Since my personal work has been known to the public mostly through traditional mediums (such as oils and acrylics), people are often surprised when I tell them I also work digitally, and that most of my book covers are now done in Photoshop. The digital media is not new to me; in fact, I started to use it when I was doing concept artwork on "Dinosaur", in 1996. It took me a while to like it, but when you realise how much control you have on all your parameters, it can become addictive. In any case, I would never replace a classical training in traditional mediums with an exclusive digital training.
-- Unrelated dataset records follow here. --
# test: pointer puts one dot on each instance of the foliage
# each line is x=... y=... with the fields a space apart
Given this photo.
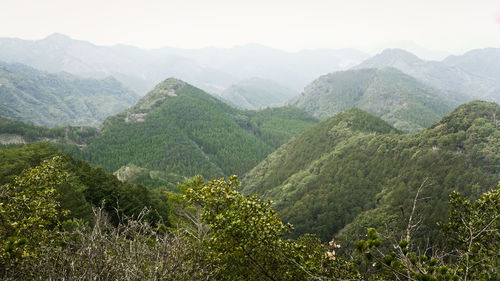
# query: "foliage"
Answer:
x=29 y=212
x=247 y=238
x=472 y=229
x=347 y=173
x=86 y=186
x=179 y=129
x=397 y=98
x=257 y=93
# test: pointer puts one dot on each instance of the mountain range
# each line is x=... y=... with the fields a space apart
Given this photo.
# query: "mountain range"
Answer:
x=212 y=69
x=180 y=131
x=257 y=93
x=403 y=101
x=44 y=98
x=354 y=171
x=473 y=75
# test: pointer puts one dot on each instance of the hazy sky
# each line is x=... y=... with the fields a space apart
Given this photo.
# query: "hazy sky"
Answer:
x=451 y=25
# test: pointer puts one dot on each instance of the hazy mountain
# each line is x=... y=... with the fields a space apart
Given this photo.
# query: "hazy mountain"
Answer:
x=412 y=47
x=48 y=99
x=212 y=69
x=177 y=129
x=397 y=98
x=352 y=171
x=466 y=77
x=257 y=93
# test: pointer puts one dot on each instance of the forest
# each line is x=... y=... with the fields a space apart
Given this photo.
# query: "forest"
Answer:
x=429 y=212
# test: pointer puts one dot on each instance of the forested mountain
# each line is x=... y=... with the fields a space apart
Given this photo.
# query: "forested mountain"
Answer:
x=179 y=130
x=257 y=93
x=42 y=98
x=81 y=186
x=212 y=69
x=397 y=98
x=473 y=75
x=354 y=171
x=14 y=132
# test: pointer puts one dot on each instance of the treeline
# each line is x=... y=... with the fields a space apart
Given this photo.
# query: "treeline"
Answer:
x=350 y=172
x=189 y=132
x=84 y=186
x=219 y=234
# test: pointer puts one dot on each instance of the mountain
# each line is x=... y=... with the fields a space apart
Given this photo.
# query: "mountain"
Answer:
x=212 y=69
x=388 y=93
x=43 y=98
x=412 y=47
x=257 y=93
x=354 y=171
x=82 y=187
x=463 y=78
x=177 y=130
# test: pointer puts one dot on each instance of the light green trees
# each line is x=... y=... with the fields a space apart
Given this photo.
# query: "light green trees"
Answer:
x=247 y=239
x=29 y=212
x=473 y=233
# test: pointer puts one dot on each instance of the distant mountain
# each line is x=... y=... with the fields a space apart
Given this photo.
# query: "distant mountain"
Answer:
x=353 y=171
x=412 y=47
x=388 y=93
x=257 y=93
x=473 y=75
x=179 y=131
x=42 y=98
x=212 y=69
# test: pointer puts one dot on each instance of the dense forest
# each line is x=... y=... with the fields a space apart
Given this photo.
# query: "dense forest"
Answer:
x=401 y=100
x=351 y=197
x=179 y=129
x=43 y=98
x=62 y=219
x=354 y=171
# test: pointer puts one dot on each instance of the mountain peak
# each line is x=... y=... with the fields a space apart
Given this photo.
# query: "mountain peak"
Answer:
x=57 y=37
x=397 y=58
x=161 y=92
x=463 y=116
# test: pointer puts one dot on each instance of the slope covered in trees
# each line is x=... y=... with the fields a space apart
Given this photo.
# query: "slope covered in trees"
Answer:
x=47 y=99
x=354 y=171
x=473 y=75
x=82 y=186
x=177 y=129
x=397 y=98
x=257 y=93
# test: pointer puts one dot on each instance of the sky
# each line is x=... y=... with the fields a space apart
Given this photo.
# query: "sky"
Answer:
x=453 y=26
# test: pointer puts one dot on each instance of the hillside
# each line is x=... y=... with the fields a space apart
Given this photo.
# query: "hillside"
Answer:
x=177 y=131
x=473 y=75
x=397 y=98
x=257 y=93
x=42 y=98
x=354 y=171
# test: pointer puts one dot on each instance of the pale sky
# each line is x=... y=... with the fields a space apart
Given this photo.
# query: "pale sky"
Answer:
x=450 y=25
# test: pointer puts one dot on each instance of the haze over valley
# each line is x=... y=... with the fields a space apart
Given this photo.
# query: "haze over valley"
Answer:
x=283 y=140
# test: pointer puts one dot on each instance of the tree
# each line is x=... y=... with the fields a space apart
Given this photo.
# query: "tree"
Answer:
x=474 y=235
x=247 y=238
x=29 y=212
x=473 y=230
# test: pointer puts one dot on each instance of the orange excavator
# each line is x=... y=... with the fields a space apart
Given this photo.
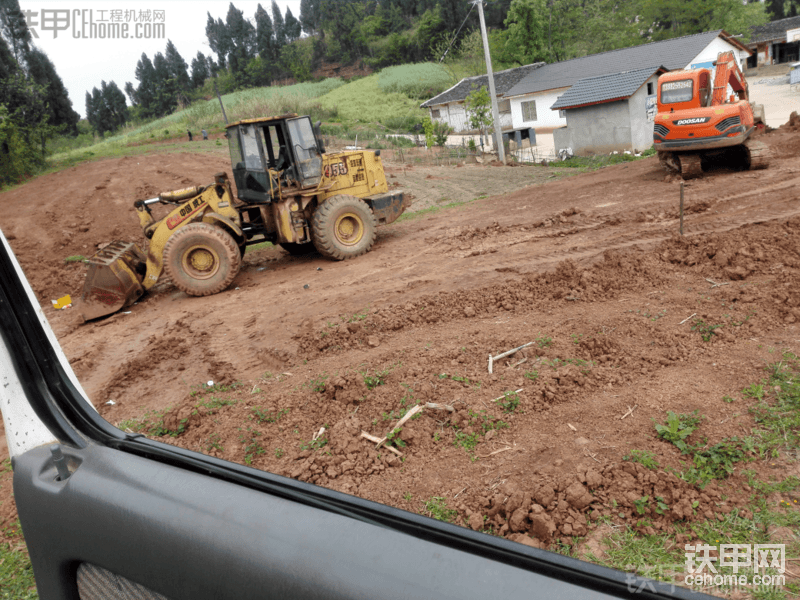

Of course, Photoshop or any other digital package makes things easier on a practical level, but the artistic principles to follow are still exactly the same, and mixing real paint teaches you in depth how colour works in nature.
Step 1: Preliminary Sketch
This is the concept stage where I use a mix of imagination and observation of nature to build the structure of my illustration. I create a more refined sketch of the original concept along the way. At this stage lighting isn't emphasised - just lines that will define the elements and objects of the scene. Sometimes I also put black and white lighting in at this stage, but in this case I already have in mind a pretty good idea of what the lighting will be, so I go directly to colour (Fig.01).
This phase is the most critical one of all: I need to determine the exact balance of values and colours that will be the foundation of the painting. This is a block-in, so catching the general mood of the final image is more important than thinking of details, here. It has to be as accurate as possible to be believable. In some cases it will need adjustments later on, but these adjustments shouldn't be too far off this original block-in. I usually turn the sketch layer to Multiply in order to keep the sketch visible on top of the painting (Fig.02).